A simple meeting is a good place to start, even if it is just to get to know each other. We may not get on etc. and at least we'll find out before making too much of a committment.

TBH though, if it doesn't happen it won't bother me too much. I'm used to working on my own and I already feel that I belong to the UK Workshop Club! :lol: 

Cheers for now,

Lee.


----------



## ChipsNDust (29 Sep 2010)

George Foweraker":3bpw8pg6 said:


> Hi Rhalf.
> 
> It seems to me with all due respect that Lee had a very good idea which is being hijacked by Rhalf.
> I think that Lee had a brilliant idea and it should be up to him how he progresses it.
> ...



Goerge - it's Ralph 

Lee No hijacking intended, enthusiasm squashed!

Cheers!


----------



## George Foweraker (29 Sep 2010)

Hi Ralph.

No disrespect intended i have a mate with the way i spelt it.
I also never intended to squash your enthusiasm i just felt that the idea was being hijacked.
It is probably important for you and Lee to have a meeting and progress what is a good idea forward.
I think with your background and Lee's idea you will make a good team and i wish you all the best.
I think if you start off with the intention of starting a club you will do it but if you start off not too sure if you just want a get together there will be a lack of commitment and it will end up as nothing.

Regards George


----------



## skeetoids (29 Sep 2010)

Hi,

Perhaps I should step in here and clarify what it is I am looking for?

Firsty, the advice, comments, suggestions are all well appreciated. However, I'm really hoping for turners in and around my area to sort of sign up and show an interest in starting a club.

Like I said, Ralph is the only one who's done this so far, but unless we get others I will have to try an alternative route/possibilities. (as previously suggested).

I have contacted the AWGB to enquire about setting up a club but they have said to get an interested group together first, sort out a premises and then they can send out a club pack.

If it's ok with the Moderators, if this thread dies soon without the required number of replies would you mind if I bumped it to the top say once a week or so for a few weeks, just to try and give all possible parties a chance to read it?

Cheers,

Lee.


----------



## George Foweraker (29 Sep 2010)

Hi Lee.

When i started Our club at Burnham on sea about four months ago i contacted the local papers who were pleased to do a story about a new club.
We now have thirty six members.
Another thing i did was print hundreds of flyer's and put them under windscreen wipers,
Another thing if you ring Mark Baker at the woodturning mag i am sure he will give you a bit of exposure


Regards George


----------



## skeetoids (29 Sep 2010)

Hi George,

That's great advice but I'm not sure I have the time or skills for such a large undertaking.

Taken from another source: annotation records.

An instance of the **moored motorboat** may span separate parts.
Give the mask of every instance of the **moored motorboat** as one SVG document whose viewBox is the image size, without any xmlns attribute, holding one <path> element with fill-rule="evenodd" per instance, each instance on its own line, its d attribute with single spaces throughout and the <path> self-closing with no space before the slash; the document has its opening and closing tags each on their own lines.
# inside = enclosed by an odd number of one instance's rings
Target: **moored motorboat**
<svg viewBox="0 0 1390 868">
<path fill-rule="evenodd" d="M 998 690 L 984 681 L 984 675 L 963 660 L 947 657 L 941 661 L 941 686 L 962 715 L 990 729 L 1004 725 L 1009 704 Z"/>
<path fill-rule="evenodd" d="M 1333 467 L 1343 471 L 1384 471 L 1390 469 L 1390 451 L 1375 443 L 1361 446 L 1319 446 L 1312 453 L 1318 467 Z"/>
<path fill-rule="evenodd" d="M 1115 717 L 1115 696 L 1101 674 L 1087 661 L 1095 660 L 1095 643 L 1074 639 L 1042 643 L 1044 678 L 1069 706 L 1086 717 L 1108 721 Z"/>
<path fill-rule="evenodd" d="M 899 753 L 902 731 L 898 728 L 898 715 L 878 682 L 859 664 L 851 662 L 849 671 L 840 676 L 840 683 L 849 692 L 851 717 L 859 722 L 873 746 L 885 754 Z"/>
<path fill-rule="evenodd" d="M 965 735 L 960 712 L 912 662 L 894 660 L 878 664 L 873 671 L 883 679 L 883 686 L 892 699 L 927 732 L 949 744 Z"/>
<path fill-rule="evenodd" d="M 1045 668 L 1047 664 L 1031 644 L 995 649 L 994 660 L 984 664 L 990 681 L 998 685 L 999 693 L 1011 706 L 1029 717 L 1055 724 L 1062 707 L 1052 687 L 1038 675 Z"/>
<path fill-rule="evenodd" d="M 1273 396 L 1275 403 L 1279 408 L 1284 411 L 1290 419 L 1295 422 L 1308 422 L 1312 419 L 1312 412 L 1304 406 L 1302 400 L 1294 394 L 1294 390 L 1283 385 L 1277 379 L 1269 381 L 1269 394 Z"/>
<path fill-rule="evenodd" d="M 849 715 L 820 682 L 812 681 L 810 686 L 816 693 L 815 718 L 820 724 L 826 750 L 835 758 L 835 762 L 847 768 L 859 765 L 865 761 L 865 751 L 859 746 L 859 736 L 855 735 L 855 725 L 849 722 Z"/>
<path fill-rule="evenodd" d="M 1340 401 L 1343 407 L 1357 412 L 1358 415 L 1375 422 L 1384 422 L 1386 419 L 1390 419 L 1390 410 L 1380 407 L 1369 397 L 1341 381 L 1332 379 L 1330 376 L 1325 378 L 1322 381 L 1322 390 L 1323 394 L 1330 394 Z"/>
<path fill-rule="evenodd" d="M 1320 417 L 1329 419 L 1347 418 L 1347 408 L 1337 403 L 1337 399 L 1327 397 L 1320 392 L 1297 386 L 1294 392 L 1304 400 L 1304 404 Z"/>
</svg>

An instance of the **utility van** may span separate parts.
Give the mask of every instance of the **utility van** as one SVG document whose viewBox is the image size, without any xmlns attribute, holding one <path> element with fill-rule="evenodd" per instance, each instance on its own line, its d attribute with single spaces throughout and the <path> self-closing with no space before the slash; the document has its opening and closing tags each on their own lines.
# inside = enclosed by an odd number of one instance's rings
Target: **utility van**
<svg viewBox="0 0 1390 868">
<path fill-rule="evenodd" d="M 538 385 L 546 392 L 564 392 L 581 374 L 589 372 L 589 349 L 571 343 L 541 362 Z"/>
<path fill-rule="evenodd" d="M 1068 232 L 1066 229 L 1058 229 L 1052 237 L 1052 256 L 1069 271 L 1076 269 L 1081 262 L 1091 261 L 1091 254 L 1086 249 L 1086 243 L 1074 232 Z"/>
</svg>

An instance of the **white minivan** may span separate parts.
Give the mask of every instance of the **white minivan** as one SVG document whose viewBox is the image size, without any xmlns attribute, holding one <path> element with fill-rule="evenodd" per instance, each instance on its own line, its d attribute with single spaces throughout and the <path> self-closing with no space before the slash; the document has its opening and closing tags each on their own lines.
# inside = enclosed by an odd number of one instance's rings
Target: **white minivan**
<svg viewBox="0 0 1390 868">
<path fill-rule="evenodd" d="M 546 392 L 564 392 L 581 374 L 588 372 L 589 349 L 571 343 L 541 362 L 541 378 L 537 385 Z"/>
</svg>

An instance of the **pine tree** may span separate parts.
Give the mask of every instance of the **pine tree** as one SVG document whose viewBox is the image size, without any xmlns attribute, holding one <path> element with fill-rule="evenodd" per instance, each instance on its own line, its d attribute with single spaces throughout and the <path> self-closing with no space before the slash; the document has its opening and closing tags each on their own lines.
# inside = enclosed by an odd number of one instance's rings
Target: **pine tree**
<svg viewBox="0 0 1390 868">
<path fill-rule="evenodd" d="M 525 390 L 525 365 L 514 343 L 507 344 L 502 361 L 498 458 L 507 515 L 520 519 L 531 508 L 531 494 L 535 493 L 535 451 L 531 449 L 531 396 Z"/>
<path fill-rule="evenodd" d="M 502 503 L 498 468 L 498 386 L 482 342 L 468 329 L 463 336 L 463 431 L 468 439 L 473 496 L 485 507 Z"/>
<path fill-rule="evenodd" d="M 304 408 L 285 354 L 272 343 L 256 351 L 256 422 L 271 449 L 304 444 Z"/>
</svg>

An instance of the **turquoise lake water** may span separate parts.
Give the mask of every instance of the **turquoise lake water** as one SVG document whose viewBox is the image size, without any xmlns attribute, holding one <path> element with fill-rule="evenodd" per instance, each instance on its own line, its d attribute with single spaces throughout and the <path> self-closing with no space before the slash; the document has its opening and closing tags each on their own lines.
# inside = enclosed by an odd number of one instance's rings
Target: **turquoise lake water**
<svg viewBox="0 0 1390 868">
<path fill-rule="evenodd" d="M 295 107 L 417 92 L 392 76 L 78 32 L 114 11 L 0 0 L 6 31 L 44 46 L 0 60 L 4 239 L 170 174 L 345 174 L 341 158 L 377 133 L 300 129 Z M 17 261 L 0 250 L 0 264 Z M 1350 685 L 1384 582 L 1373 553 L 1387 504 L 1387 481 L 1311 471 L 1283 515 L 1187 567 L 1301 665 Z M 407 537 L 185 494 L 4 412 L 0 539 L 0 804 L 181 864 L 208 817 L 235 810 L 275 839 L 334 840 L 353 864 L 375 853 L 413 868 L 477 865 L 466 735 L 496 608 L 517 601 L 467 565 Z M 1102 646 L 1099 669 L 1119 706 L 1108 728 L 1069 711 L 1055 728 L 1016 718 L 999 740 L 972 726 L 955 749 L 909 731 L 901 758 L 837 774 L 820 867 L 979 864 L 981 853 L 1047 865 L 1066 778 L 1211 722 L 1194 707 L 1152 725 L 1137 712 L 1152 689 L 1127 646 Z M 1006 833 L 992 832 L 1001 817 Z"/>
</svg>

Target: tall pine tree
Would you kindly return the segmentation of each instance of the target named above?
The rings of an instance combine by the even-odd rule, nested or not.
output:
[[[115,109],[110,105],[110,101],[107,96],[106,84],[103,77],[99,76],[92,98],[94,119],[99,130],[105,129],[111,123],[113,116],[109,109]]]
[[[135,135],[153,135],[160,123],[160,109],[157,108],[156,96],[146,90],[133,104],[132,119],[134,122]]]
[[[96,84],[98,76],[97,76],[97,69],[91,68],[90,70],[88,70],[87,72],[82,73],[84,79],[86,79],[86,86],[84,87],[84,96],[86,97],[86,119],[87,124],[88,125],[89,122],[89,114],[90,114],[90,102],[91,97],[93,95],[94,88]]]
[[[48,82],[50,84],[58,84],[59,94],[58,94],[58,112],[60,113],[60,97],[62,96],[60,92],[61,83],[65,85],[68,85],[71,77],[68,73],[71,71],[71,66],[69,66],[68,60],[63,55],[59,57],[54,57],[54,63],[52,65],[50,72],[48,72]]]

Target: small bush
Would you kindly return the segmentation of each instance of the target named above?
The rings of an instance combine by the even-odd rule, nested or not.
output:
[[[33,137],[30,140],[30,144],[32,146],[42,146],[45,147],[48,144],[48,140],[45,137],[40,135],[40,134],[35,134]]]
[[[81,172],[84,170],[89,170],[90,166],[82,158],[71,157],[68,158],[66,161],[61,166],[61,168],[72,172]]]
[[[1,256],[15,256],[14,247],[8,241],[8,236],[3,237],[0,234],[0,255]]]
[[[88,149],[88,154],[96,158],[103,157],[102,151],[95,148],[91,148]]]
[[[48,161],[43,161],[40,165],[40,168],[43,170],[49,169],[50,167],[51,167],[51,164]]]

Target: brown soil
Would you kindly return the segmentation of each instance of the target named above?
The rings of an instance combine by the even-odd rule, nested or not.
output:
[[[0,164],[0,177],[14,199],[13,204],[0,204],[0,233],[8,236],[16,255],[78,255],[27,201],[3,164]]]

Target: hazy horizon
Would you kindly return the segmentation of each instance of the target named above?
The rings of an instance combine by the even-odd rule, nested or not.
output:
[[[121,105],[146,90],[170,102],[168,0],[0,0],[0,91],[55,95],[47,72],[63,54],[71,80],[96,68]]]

I was hoping that we would be able to have a smaller, more manageable club. Say 3 or 4 commited people.

36 seems HUGE to me, but then again you've got a lot of experience under your belt.

I work fulltime, and have to manage the needs of my Wife, Kids and Mum too. So I was originally thinking of something smaller that may be easier to manage, at least initially.

Cheers,

Lee.


----------



## CHJ (29 Sep 2010)

skeetoids":1rb62dyl said:


> .....If it's ok with the Moderators, if this thread dies soon without the required number of replies would you mind if I bumped it to the top say once a week or so for a few weeks, just to try and give all possible parties a chance to read it?
> ....


 Fine by me *Lee,* hope you get somewhere useful with it, always good to see new projects being considered, perhaps a free or low cost small add in the local papers might drum up some interest.


----------



## Paul.J (29 Sep 2010)

Lee.Try PM-ing all those on here that you know that are local to you in case they haven't seen this thread,or how about having a BASH,if you have the room.
This again though will only get interest from UKW members :?: 
Have you looked over on the Woodwork institute forum.You might get some more interst from their.


----------



## dickm (29 Sep 2010)

Interesting that even in the Central Belt, there's not that many takers for a new club. There must be a lot more folk within reasonable travelling distance than there are up here round Aberdeen, and there are a couple of clubs here. (Though, for various reasons, I've not got involved with either)
Is it possible that interested folk already go to one of the established clubs (Strathclyde?). Might it be worth talking to them (or any other existing clubs) and seeing if they wanted to help set up an offshoot in a new area?


----------



## skeetoids (29 Sep 2010)

Hi,

Thanks for the support Chaz.

Appreciate the advice as always PJ.

Received a really nice e-mail from Dave Grainger, AWGB rep. for North of England and Scotland. Stated that the AWGB would be very keen to support a club in my region! Going to send out a branch pack etc. How helpful is that eh?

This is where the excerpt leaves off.